The next story illustrates this by telling us of the miracle of turning water into wine at the wedding in Cana of Galilee. For John this is a major point in his story:
Jesus performed this first sign in Cana of Galilee. He displayed His glory, and His disciples believed in Him. (John 2:11)
For John this was one of seven great signs he recorded that revealed Jesus' divine nature (John 20:30-31). As a result of this miracle his disciples' belief in him strengthened. But they still had more to learn about Jesus and his mission.

After the wedding, John tells us that Jesus and his disciples went to Jerusalem for Passover. While visiting and worshiping in the temple, Jesus drove the merchants out of the temple.

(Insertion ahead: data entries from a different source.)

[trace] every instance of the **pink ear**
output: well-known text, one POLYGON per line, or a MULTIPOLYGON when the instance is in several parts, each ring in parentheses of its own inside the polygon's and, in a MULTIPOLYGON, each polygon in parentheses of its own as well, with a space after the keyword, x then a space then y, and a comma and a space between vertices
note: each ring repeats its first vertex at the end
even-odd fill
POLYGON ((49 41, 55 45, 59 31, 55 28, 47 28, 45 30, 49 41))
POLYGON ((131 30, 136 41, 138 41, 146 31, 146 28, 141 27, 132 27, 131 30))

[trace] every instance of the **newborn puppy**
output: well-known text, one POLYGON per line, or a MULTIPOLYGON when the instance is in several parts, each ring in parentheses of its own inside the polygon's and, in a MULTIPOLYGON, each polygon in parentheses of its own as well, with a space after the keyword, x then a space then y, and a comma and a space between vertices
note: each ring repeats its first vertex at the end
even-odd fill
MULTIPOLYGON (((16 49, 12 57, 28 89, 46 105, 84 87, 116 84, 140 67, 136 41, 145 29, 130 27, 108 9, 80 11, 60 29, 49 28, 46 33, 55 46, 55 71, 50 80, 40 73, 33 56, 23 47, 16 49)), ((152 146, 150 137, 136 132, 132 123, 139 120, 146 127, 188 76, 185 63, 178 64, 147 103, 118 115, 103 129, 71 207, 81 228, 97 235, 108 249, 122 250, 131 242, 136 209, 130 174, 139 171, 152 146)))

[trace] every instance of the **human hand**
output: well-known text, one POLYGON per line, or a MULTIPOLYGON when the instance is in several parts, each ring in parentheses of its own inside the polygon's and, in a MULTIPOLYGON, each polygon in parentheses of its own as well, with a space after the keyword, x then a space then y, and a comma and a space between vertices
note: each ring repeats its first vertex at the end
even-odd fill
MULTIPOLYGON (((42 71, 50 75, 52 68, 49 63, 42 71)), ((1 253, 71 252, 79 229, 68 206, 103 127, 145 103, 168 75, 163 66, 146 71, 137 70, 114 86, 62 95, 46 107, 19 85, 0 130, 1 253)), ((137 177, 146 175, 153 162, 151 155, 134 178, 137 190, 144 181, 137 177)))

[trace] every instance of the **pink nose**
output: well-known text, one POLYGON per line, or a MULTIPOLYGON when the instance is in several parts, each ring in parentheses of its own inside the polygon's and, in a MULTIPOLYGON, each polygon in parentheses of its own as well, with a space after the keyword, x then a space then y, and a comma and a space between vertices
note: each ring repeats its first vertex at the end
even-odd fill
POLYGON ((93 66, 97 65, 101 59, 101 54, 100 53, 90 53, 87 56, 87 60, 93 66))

What is John telling us in these stories? I think it goes something like this: Jesus is unique. (John lets the reader in on a secret in the first few verses of the book: Jesus is divine!) John the Baptist also affirmed this uniqueness by pointing out that Jesus stood in a special relationship with God. Other people began to understand that there was something unique about Jesus by virtue of his turning water into wine at the wedding. A different aspect of Jesus and his ministry is then revealed in his repudiation of the official religion of Judaism. (His display of anger was pointed directly at the religious and secular hierarchy [they were one and the same], who profited from the transactions. By driving out the merchants, Jesus was implying that he wanted to drive out those in authority over the temple and religious matters.) John reports that while in Jerusalem many people began to believe in Jesus. As a result of these things, controversy began over Jesus. Some were for him, some were against.

John then gives us the story about Nicodemus coming to Jesus after dark. John presents Nicodemus in a positive way: he is trying to figure out who this Jesus is. On the one hand, his activities before coming to Jerusalem were probably generally understood in a positive way. On the other hand, his recent actions in the Temple brought out a side to Jesus' mission that many did not approve of, especially those in authority. Nicodemus wanted more information directly from Jesus in order to better understand what Jesus was up to.

In this story John is emphasizing the radical nature of the entrance requirements of Kingdom of God as presented by Jesus. The commonly held Jewish belief that physical birth into the nation of Israel would result in participation in the Kingdom blessings was being challenged by Jesus' teachings that belief in God's promises and a life lived in obedience to God because of those promises was the key to entrance into the Kingdom of God.

The lessons for this Sunday thus emphasize the grace of God. It doesn't matter if we are Gentile or Jew, rich or poor, meritorious or undeserving, it is our belief in the promises of God that make all the difference.